Mercury, the maker of higher grade Ford models with waterfall grilles such as the Milan and Grande Marquis, will have the same fate of GM's Pontiac and Saturn brands, according to a report from Bloomberg citing two unnamed people familiar with the plan.
The news agency said that Ford Motor Co executives could ask the automaker's board of directors as early as July to green-lit the (eventual) axing of the Mercury brand.
Ford did not give a straight out answer when asked about the report. "Our plans regarding Mercury have not changed," said Ford spokesman, Mark Truby. "Like any good business, we constantly assess our business portfolio. If things change, we will let you know." Bill and Elena Ford declined to comment, Truby said.
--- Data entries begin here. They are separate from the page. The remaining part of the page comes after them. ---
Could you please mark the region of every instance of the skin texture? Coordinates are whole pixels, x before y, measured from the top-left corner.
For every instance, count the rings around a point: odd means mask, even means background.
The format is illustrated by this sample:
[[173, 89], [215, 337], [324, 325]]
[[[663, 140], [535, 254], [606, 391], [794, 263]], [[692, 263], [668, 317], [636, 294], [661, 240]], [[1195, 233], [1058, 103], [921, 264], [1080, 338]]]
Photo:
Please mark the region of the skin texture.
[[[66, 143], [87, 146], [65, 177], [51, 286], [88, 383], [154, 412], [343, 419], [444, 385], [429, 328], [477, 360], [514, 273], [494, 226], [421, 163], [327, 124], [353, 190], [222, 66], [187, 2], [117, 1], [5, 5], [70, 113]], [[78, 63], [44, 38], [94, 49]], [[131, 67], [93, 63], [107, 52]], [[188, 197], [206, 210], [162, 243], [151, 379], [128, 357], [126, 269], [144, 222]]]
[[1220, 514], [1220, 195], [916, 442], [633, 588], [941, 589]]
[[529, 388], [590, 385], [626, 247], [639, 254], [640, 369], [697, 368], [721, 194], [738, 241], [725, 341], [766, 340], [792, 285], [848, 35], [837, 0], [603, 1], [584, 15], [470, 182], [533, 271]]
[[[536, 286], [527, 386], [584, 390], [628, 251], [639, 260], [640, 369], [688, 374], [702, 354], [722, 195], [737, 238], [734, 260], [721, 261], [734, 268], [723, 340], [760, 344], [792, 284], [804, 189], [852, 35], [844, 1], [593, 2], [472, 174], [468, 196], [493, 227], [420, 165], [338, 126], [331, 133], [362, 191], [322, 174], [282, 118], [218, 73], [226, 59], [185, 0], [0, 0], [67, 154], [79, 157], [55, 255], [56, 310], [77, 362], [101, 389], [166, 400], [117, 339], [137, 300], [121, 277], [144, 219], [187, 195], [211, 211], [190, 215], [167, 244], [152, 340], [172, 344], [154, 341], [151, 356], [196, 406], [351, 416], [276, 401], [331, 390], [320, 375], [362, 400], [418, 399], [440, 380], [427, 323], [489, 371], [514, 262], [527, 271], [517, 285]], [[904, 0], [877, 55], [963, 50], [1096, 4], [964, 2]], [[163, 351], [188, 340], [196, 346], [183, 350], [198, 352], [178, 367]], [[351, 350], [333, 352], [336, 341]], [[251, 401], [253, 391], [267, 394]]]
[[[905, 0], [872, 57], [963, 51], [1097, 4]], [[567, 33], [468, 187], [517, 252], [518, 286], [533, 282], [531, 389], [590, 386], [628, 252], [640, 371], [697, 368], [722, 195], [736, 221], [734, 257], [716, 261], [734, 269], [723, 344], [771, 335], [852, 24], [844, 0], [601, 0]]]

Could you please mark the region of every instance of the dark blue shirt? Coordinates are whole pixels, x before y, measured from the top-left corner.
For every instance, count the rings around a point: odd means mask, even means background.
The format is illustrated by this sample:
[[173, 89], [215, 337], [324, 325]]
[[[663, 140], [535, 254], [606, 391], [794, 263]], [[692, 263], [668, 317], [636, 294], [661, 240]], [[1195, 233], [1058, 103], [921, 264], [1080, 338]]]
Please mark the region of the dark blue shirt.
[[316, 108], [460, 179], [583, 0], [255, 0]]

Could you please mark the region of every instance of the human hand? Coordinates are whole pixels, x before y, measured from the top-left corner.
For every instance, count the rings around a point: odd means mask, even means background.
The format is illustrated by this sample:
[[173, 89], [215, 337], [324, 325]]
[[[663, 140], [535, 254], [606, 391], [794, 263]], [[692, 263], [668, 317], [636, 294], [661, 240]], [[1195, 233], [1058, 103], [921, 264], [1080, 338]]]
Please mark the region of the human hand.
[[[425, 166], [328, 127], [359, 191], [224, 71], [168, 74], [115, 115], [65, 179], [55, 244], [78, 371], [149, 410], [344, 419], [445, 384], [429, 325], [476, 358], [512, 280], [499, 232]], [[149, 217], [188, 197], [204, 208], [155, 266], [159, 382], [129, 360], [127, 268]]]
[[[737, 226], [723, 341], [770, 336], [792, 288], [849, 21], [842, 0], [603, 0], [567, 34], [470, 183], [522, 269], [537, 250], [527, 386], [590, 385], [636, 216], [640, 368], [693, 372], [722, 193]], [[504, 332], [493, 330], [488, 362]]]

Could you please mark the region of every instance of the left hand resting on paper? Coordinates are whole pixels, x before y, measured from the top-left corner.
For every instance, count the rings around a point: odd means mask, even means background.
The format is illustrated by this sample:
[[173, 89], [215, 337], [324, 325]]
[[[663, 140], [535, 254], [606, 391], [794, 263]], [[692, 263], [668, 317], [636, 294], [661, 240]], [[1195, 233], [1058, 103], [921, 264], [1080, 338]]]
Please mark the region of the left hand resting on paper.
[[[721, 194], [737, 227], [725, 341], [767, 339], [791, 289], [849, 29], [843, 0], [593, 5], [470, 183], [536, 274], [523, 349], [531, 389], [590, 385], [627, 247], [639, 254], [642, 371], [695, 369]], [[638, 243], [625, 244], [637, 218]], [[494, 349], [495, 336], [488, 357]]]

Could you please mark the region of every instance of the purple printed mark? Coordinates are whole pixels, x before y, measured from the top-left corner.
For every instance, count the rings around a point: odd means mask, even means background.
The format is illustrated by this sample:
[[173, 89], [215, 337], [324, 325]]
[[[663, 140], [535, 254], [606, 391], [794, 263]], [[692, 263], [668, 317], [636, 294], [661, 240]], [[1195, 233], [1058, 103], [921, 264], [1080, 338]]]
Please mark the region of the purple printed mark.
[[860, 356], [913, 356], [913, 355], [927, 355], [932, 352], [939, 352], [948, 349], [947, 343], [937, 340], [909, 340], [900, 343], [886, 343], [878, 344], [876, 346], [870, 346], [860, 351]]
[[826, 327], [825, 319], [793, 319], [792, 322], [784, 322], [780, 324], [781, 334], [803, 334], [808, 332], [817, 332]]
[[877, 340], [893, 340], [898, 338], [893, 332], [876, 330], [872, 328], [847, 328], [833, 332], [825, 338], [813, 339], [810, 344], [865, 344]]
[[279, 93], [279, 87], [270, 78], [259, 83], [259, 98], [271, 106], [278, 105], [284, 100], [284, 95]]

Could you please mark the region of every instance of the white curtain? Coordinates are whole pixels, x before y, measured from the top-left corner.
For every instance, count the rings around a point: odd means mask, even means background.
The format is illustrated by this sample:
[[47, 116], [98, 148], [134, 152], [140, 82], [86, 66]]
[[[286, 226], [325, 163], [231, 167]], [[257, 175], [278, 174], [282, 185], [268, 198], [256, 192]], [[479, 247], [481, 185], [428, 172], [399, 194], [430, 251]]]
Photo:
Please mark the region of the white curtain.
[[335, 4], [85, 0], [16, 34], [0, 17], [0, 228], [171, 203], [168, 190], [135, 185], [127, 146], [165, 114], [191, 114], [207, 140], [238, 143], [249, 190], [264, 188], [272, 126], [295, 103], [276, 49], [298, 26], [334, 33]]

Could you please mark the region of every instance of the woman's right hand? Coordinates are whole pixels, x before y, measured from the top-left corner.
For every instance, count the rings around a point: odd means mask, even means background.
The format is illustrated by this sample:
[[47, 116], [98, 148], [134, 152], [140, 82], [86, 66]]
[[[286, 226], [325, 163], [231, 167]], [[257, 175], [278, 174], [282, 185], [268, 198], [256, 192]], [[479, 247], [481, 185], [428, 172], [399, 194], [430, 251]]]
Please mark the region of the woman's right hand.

People familiar with matter said that Ford Executive Chairman Bill Ford and other members of the founding family, who have an all-important 40 percent voting control of the automaker, clearly support the elimination of Mercury.
The Mercury brand was created in 1939 by Edsel Ford as a Buick-like, entry-level luxury marque slotted between mainstream Fords and premium Lincolns.
The brand's sales peaked in 1978 at 579,498 units, but have since plunged to just 92,299 vehicles last year. In the first quarter of 2010, Mercury's sales accounted for a mere 1.9% of FoMoCo's global sales.